Kent began developing Prim–Read deployments of various numbers of ABMs to determine their effectiveness against various numbers of ICBMs. The results were clear. Limited amounts of protection could be offered with small expenditures even if the Soviets built huge numbers of ICBMs; by pure chance, some of the targets would not be hit and ABMs would improve those numbers. The opposite was also true; if the US built an enormous fleet of ABMs, some enemy warheads would still hit their targets purely by chance.
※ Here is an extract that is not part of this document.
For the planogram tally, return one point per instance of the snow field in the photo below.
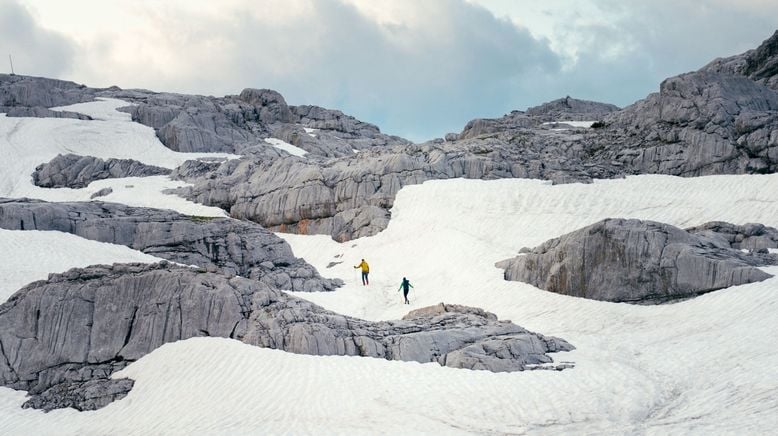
(31, 255)
(26, 143)
(287, 147)
(705, 365)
If one wanted to save 90% of the US population, one required huge numbers of ABMs, and the relative cost of the defense compared to the offense was about 1.7 times. In other words, if the Soviets spent $10 billion producing ICBMs in a given year, the US would have to spend $17 billion on ABMs. However, when they found the official exchange rate between the US Dollar and Ruble was a fiction, and the actual value was very different, the ratio inflated to 6-to-1. In this sort of regime, the USSR could easily afford to build enough missiles to overwhelm any defense the US could afford.

Kent presented his results to Brown, who began to have serious questions about any sort of active defense. While this had no immediate effect on Nike-X planning, this was all taking place while another group was forming to consider the entire issue of the nuclear age under the direction of Frank Trinkl, part of Alain Enthoven's group at RAND. Kent was put into the group and noted that of the twenty items they had been tasked to consider, eight of those were purely defensive and he suggested grouping them together under the topic of damage limitation. Trinkl disagreed, and when Kent continued to pester him about it, Trinkl fired him from the group.

Brown then tasked Kent with going ahead and considering the eight issues in his own report, and this time assigned members of the Joint Chiefs of Staff to help. The report, on the topic of "damage limitation", immediately caught the eye of Robert McNamara who "bought it lock, stock, and barrel." McNamara put his feelings on the matter succinctly, stating to Kent that "At 70 percent surviving, you say 70 percent surviving, General, that sounds pretty good. Do you know what our detractors will say? 'Only 60 million dead.'"

From that point on, McNamara was against any sort of large scale Nike-X deployment, and the system was ultimately canceled. The basic concept, which became known as the cost-exchange ratio, ultimately ended any large-scale ABM deployment in the United States, and led directly to the 1972 ABM Treaty. This did not end well for Kent, who was blamed for this situation, with one detractor stating "There’s the man that was the genesis of the ABM Treaty, the worst of our greatest strategic disasters, the ABM Treaty of 1972."